Comme un banc de poissons
Le débat autour de la déconnexion entre, d'une part, la flambée des actifs à risque et, d'autre part, les effets catastrophiques sur l'économie des mesures de confinement prises pour lutter contre le coronavirus fait rage depuis déjà longtemps. Et cette montée en puissance du risque ne concerne pas uniquement les bourses. Depuis le pic de la crise en mars, les spreads de crédit se sont aussi fortement resserrés. Une évolution similaire a également été observée sur le marché des changes. Des devises moins liquides et de taille plus modeste, qui avaient été désertées en mars, ont ainsi effectué une belle remontée. Certaines d'entre elles (AUD, SEK) ont même déjà effacé leurs pertes. D'un autre côté, les positions de repli en USD ont été progressivement démantelées, ce qui a pesé sur le dollar.
Hier, ce mouvement synchronisé des marchés s'est subitement interrompu. Les bourses américaines ont perdu jusqu'à 7% de leur valeur! La raison? Multiples, mais aussi plutôt diffuses. Plusieurs institutions internationales, comme l'OCDE, ont publié des prévisions économiques négatives cette semaine, en particulier dans l'hypothèse d'une nouvelle flambée du virus. Les perspectives de croissance décevantes rendues publiques par la Fed ce mercredi sont également invoquées pour expliquer la chute des cours. Hier, le marché a également été perturbé par des nouvelles selon lesquelles le virus reprendrait vigueur dans certains États américains. Un argument vaut l'autre. Dans le communiqué de la Fed, nous n'avons ainsi rien lu qui aurait pu peser sur le sentiment. Le président de la banque centrale américaine s'est engagé à continuer à mettre tout en œuvre pour soutenir l'économie et le fonctionnement du marché. À une question qui lui était posée à propos des éventuels excès créés sur les bourses par la politique accommodante actuellement menée, Powell a répondu de façon laconique que la Fed essayait simplement de garantir le bon fonctionnement des marchés.

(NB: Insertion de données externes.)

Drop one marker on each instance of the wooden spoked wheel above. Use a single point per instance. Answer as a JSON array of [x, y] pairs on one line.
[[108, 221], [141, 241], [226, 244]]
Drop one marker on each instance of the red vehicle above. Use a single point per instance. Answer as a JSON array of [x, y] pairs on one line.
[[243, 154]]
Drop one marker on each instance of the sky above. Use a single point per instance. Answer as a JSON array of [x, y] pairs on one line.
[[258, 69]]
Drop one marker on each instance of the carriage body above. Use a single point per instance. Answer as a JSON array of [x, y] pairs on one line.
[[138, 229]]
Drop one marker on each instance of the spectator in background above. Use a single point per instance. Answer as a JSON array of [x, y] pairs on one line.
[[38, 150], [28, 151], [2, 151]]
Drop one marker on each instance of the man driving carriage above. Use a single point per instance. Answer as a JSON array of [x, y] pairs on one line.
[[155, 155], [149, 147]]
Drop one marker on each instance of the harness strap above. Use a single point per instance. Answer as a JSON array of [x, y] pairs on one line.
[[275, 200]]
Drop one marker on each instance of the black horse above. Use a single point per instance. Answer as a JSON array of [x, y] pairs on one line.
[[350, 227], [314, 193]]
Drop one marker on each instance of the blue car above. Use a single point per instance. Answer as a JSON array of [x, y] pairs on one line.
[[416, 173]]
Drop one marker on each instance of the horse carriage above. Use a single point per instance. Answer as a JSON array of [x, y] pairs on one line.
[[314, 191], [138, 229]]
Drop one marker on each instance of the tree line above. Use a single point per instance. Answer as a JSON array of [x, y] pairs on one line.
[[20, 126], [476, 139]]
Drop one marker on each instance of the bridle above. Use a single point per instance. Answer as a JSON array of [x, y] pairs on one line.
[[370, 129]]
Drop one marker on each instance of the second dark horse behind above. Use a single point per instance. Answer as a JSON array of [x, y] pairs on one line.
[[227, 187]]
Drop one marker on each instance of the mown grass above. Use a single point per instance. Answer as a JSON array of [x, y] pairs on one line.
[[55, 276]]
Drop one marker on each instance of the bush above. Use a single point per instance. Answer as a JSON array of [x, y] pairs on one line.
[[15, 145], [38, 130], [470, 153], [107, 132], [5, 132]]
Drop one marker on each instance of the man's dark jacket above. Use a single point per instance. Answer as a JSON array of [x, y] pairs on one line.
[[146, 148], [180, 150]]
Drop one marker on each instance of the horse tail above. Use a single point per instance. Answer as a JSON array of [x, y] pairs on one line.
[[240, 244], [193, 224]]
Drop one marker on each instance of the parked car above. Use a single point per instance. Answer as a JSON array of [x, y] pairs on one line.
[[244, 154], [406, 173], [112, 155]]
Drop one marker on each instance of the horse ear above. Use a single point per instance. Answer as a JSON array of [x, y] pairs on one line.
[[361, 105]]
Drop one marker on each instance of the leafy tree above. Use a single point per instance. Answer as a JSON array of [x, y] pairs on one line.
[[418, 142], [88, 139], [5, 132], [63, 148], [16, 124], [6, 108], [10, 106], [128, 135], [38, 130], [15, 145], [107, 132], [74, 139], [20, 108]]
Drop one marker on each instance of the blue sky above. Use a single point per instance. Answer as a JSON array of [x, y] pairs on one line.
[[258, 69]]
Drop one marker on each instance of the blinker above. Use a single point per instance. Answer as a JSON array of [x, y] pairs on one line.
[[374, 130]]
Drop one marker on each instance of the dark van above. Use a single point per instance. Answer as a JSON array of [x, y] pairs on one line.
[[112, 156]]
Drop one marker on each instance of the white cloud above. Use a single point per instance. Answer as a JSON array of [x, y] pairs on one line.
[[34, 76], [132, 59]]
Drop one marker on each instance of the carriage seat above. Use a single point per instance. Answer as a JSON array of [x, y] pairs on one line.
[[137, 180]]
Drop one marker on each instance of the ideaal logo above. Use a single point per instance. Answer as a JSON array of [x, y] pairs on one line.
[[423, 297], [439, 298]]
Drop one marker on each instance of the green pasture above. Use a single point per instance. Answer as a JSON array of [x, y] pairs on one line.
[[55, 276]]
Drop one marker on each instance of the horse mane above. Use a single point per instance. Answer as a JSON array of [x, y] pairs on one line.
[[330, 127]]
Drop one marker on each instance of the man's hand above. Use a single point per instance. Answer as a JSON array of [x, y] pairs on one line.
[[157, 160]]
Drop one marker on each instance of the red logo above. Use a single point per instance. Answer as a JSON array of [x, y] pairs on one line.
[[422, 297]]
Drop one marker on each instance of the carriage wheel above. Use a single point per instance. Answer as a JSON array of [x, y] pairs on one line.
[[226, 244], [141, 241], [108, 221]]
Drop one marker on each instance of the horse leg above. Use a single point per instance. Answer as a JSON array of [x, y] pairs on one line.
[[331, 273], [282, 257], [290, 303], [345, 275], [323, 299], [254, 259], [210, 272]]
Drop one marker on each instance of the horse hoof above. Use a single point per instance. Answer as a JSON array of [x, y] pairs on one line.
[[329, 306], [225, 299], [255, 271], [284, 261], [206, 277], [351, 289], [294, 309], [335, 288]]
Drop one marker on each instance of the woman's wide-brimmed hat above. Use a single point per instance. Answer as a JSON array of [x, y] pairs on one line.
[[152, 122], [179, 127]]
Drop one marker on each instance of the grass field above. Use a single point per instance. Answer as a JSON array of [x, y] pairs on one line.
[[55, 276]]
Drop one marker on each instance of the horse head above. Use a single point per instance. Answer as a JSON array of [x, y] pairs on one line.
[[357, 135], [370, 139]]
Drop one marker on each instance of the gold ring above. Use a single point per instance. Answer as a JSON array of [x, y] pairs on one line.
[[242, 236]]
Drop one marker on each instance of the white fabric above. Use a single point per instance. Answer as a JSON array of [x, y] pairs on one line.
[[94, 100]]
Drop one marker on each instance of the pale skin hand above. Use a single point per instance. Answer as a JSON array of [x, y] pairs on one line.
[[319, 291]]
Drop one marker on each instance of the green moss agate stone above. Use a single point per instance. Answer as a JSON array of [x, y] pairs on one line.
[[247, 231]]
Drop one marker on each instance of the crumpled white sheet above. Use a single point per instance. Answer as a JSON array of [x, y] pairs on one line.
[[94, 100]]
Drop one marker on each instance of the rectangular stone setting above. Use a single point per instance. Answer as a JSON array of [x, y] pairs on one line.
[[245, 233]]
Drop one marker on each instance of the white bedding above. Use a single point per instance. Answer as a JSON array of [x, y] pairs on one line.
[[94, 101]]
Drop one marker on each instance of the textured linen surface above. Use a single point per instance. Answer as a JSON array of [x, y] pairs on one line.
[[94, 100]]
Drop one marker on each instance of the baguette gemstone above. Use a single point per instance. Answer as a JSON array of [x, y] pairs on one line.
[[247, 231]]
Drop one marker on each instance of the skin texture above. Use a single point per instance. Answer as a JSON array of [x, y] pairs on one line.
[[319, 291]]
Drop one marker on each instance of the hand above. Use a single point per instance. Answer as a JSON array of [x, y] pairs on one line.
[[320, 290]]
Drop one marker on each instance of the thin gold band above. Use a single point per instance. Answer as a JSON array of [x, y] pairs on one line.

Un "nihil obstat" donc. Le rallye boursier avait déjà commencé à montrer des signes d'essoufflement en début de semaine. Les nouvelles d'hier ont poussé certains investisseurs à prendre leurs bénéfices. Sur un marché unidirectionnel, tout peut alors aller très vite. Lors d'un tel repositionnement, il ne faut généralement pas chercher une explication logique. Les marchés réagissent à la manière d'un banc de poissons. Chaque individu se fraye son propre chemin, mais au final, le banc évolue de manière plus ou moins synchronisée: tout le monde suit tout le monde. Plus terre à terre, les traders sur le marché évoquent plutôt des mouvements guidés par la corrélation.
La réaction observée hier s'est traduite par un net recul des bourses et par une ruée vers les obligations d'État, considérées comme plus sûres, et le dollar. Les plus petites devises ont reculé d'un cran, généralement pour des raisons qui n'ont rien à voir avec leur propre situation. Les dollars australien et néo-zélandais se sont ainsi tous les deux repliés, alors que le virus a quasiment disparu dans ces deux pays. Le mouvement est donc généralisé et n'épargne personne.
À quoi faut-il s'attendre pour la suite ? La progression des marchés de ces dernières semaines était surtout due aux mesures budgétaires et monétaires ambitieuses prises par les autorités qu'à l'espoir d'une reprise économique rapide. En cas de nouvelle flambée du virus, les autorités devront se montrer plus sélectives dans leurs soutiens. L'attitude du marché n'est donc, à cet égard, pas totalement injustifiée. Le marché va-t-il désormais jouer pleinement cette carte et reléguer au second plan les conditions monétaires favorables créées par les banques centrales? L'évolution du virus demeure une grande inconnue, mais nous nous en tenons pour le moment à une correction. Dans cette hypothèse, les taux américains et européens pourraient doucement atteindre un plancher dans les prochains jours/prochaines semaines. Dans ce scénario, il ne faudra alors pas (encore) s'attendre à une forte remontée du dollar. Le cours EUR/USD a relativement bien résisté hier et a encore tenté ce matin de passer la barre de 1,13.